Ainda na doutrina cristã, Schopenhauer fala da culpa (advinda do pecado original?), à qual estão fadados os homens. Voltemos ao mundo perfeito gerado por deus, o Éden. O tédio gerado pela felicidade edenica desmotivada levou Adão e Eva a quebrarem uma situação pré-estabelecida. Sua atitude fez com que seu criador Expulsasse-os do paraíso. A partir de então, eles e todas as gerações posteriores estarão fadados a trabalhar para conseguir seu alimento, a sofrer, afetados por doenças, a passar por conflitos, guerras etc. de forma a reparar este erro primeiro, todas as gerações serão marcadas com essa culpa, todas deverão sofrer e sentir dor. Nota-se, portanto, uma alternância entre “movimento e parada”, ou seja, para que as gerações posteriores tenham paz, tenham calmaria, terão que passar por guerras, conflitos e sofrimentos; mas, até quando dura o período de paz? Até que este se faça enfadonho, sendo necessário, para a mudança, outro conflito, é a crise, que se encontra entre a saída de um estado e o começo de outro. Sempre a mesma seqüência, movimento – parada, guerra – paz, dor – prazer etc.
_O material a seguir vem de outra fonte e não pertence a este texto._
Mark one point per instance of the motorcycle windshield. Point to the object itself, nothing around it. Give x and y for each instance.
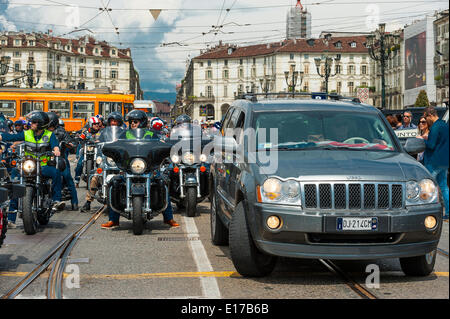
(111, 134)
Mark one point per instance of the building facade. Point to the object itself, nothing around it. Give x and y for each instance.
(441, 26)
(82, 63)
(216, 77)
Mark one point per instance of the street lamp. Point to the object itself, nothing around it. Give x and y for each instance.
(328, 64)
(293, 77)
(4, 64)
(266, 84)
(382, 47)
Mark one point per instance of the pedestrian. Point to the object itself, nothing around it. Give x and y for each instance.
(424, 130)
(392, 121)
(435, 157)
(407, 121)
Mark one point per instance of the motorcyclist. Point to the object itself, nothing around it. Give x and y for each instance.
(138, 119)
(113, 119)
(93, 129)
(38, 134)
(65, 142)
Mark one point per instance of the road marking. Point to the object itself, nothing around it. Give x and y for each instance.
(210, 287)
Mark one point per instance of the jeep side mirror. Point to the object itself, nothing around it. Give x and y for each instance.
(414, 146)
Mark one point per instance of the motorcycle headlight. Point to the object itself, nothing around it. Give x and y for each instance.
(203, 158)
(29, 166)
(280, 192)
(423, 192)
(188, 158)
(110, 161)
(175, 159)
(138, 166)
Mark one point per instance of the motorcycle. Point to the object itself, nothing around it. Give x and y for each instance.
(105, 167)
(188, 168)
(8, 190)
(89, 156)
(36, 205)
(141, 193)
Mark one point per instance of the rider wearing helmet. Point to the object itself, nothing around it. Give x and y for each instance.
(114, 119)
(38, 134)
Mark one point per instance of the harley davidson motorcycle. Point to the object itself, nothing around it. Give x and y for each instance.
(188, 168)
(141, 193)
(105, 167)
(36, 205)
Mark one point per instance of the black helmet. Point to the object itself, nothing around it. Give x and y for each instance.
(138, 115)
(114, 116)
(183, 119)
(53, 119)
(40, 117)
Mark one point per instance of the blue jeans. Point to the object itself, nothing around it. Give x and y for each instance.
(440, 175)
(70, 184)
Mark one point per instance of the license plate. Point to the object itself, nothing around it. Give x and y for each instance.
(351, 223)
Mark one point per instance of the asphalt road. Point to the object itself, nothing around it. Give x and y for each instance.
(180, 263)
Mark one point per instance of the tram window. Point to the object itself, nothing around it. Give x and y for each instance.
(8, 108)
(107, 107)
(62, 108)
(83, 110)
(28, 106)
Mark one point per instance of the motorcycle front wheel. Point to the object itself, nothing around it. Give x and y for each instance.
(191, 201)
(138, 220)
(29, 215)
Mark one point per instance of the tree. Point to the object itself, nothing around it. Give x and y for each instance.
(422, 99)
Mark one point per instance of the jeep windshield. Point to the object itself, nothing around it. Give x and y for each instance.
(304, 130)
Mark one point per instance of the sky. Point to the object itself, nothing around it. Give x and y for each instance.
(161, 47)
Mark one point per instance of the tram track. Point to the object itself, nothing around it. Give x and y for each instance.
(56, 258)
(352, 284)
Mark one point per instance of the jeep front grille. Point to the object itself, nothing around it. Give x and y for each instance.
(342, 195)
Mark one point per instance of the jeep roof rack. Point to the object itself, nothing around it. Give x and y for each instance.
(253, 97)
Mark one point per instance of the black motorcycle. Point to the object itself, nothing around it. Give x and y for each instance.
(188, 169)
(141, 193)
(8, 190)
(36, 206)
(105, 168)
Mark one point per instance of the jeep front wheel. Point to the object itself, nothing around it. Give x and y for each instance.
(247, 259)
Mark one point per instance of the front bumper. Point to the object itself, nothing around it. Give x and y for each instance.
(314, 234)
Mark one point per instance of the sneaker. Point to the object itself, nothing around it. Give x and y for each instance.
(58, 205)
(86, 207)
(110, 225)
(171, 223)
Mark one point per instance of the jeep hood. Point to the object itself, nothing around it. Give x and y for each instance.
(342, 165)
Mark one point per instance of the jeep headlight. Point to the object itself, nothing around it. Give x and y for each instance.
(138, 166)
(188, 158)
(423, 192)
(281, 192)
(29, 166)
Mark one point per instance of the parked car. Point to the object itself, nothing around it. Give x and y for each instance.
(336, 183)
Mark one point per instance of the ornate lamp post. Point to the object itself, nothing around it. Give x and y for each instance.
(293, 77)
(328, 64)
(266, 84)
(382, 47)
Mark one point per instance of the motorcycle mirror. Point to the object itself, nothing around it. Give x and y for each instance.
(60, 163)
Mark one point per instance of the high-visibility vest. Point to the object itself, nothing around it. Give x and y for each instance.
(130, 135)
(42, 145)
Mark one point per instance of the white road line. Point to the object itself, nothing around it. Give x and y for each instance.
(209, 284)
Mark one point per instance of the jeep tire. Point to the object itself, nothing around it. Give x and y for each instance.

Mas o sentimento de culpa não se encontra somente na doutrina cristã, está presente em diversas outras culturas. Entretanto, o movimento que faz a maioria destas se faz no sentido de amenizar esta culpa. Os cristãos tentam amenizá-la com caridades, com o amor ao próximo; muitas culturas orientais buscam-na através de uma reaproximação telúrica, ou seja, através da harmonia homem-natureza etc. Mas o homem trágico, este abraça sua culpa, vive-a até as ultimas conseqüências; tem a coragem de vivê-la. Ele está em função disso, de forma que, parece estar indiferente ao mundo que o rodeia.
* Texto desenvolvido a partir da idéia: “O homem trágico tem a coragem da culpa já existente na essência humana”, termo utilizado por Emil Staiger
[1] Aluno do 3º ano do curso de Letras, Bacharelando em Literatura.
[2] SCHOPENHAUER, Arthur. Schopenhauer – Vida e Obra. In Coleção Os Pensadores. São Paulo, 2000.